Jean Echenoz es uno de esos autores que tienen una mano para el rigor y otra para la belleza. Es de esos escritores que utilizan el adjetivo como un francotirador. Si no es necesario gastar una bala no se gasta, pero si se pulsa el gatillo, el acierto será certero. No es autor de largos discursos ni de novelas con tramas de extensiones epopéyicas. Al contrario, cuando reparte cartas en esto de la literatura, suele esconder bajo la manga ese dicho, tan común como acertado, de que lo breve si bueno, dos veces bueno.
Sus novelas suelen ser cortas, son casi relatos largos y le suelen colocar la etiqueta de escritor elegante, y de frecuentar el humor y practicarlo fuera de lugar.
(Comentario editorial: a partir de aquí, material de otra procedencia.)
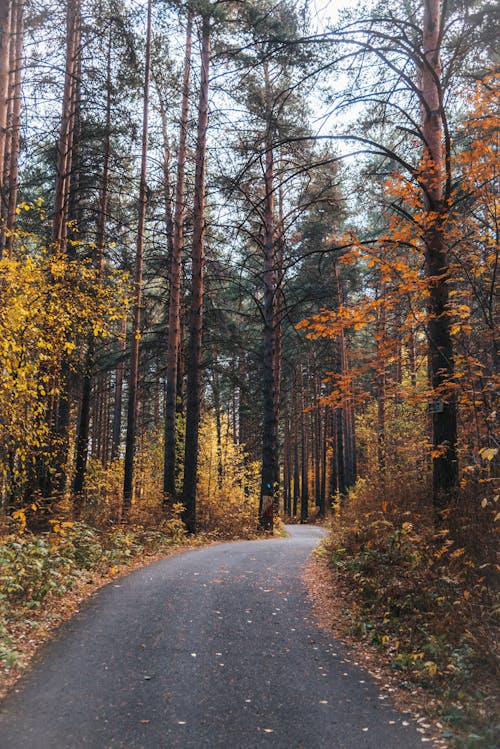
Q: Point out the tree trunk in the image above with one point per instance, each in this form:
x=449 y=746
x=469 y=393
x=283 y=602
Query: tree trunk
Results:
x=136 y=324
x=6 y=13
x=15 y=124
x=304 y=493
x=193 y=404
x=444 y=417
x=117 y=405
x=174 y=331
x=269 y=474
x=82 y=438
x=67 y=129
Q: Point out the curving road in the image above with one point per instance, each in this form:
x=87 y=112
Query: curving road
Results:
x=213 y=648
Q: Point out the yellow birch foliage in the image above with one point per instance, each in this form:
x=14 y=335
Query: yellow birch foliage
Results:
x=228 y=483
x=50 y=305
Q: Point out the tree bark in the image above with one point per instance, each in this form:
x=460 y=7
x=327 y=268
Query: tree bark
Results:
x=6 y=13
x=434 y=178
x=269 y=474
x=15 y=124
x=136 y=324
x=174 y=330
x=82 y=437
x=193 y=404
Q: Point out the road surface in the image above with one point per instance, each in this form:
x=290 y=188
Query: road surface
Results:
x=215 y=648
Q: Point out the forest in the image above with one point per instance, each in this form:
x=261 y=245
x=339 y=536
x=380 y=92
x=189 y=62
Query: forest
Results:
x=248 y=265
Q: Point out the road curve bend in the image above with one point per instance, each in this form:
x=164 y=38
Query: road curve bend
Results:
x=215 y=648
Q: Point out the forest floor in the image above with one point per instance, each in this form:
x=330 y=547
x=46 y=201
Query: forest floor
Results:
x=203 y=649
x=426 y=633
x=24 y=631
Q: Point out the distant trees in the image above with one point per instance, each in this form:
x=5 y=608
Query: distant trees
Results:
x=316 y=305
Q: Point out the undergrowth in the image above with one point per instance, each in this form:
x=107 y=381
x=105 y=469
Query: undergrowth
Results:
x=429 y=604
x=37 y=569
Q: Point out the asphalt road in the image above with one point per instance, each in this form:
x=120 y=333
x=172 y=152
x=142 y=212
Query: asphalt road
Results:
x=213 y=648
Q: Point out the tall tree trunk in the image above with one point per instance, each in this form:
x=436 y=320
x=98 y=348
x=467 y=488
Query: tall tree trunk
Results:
x=304 y=493
x=296 y=471
x=82 y=437
x=136 y=324
x=193 y=404
x=380 y=334
x=434 y=177
x=269 y=474
x=15 y=124
x=6 y=13
x=174 y=330
x=67 y=129
x=117 y=404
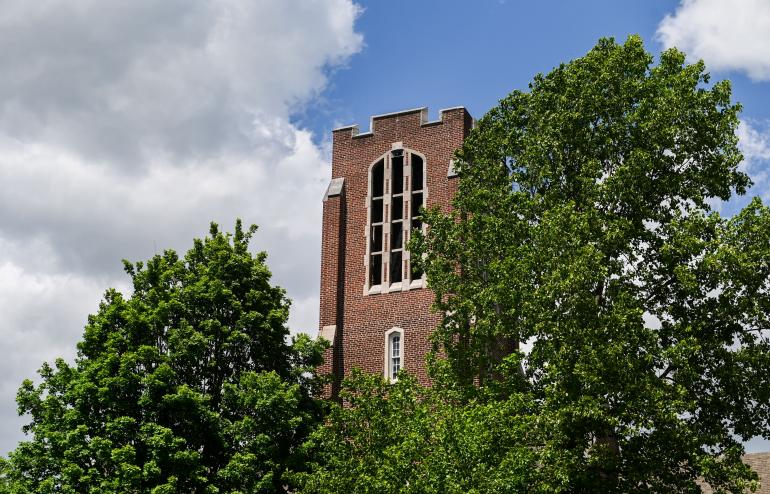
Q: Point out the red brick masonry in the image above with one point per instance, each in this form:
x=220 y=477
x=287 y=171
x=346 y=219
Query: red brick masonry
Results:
x=356 y=321
x=760 y=463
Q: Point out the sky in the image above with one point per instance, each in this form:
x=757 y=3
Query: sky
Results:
x=126 y=127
Hay cierta verdad en esas afirmaciones pero hay más que todo esto entre las líneas del autor francés. Hay sencillez pero también atención a los detalles.
No hay ninguna ambición técnica, no se explican los inventos, ni las circunstancias que lo trajeron a su cabeza, ni siquiera hay detalle en la forma de llevarlos a cabo, pero sí está la melancolía de las horas de soledad, del sentimiento de buscar el fin sin tener en cuenta las consecuencias. Es muy recomendable. Yo lo disfruté mucho.
Acabo de recordar que ya había escrito mis impresiones de una de sus novelas. Lo hice hace casi diez años. En aquella ocasión fue 14. Un libro sobre la Gran Guerra. Recuerdo que fue una maravilla de libro que años más tarde me trajo a éste. ¡Cómo pasa el tiempo!
Me gustaría señalar que no suelo elegir las novelas por sus portadas, que incluso lo rehúyo. Hubo un tiempo en el que uno era joven y cometió esos errores. Es cierto también que las buenas ediciones te atraen, y que es imposible no sentirse cautivado por algo que consideras bello. En esta ocasión, fue inevitable sentirme hechizado por la foto elegida para la portada. Es fascinantemente atrayente.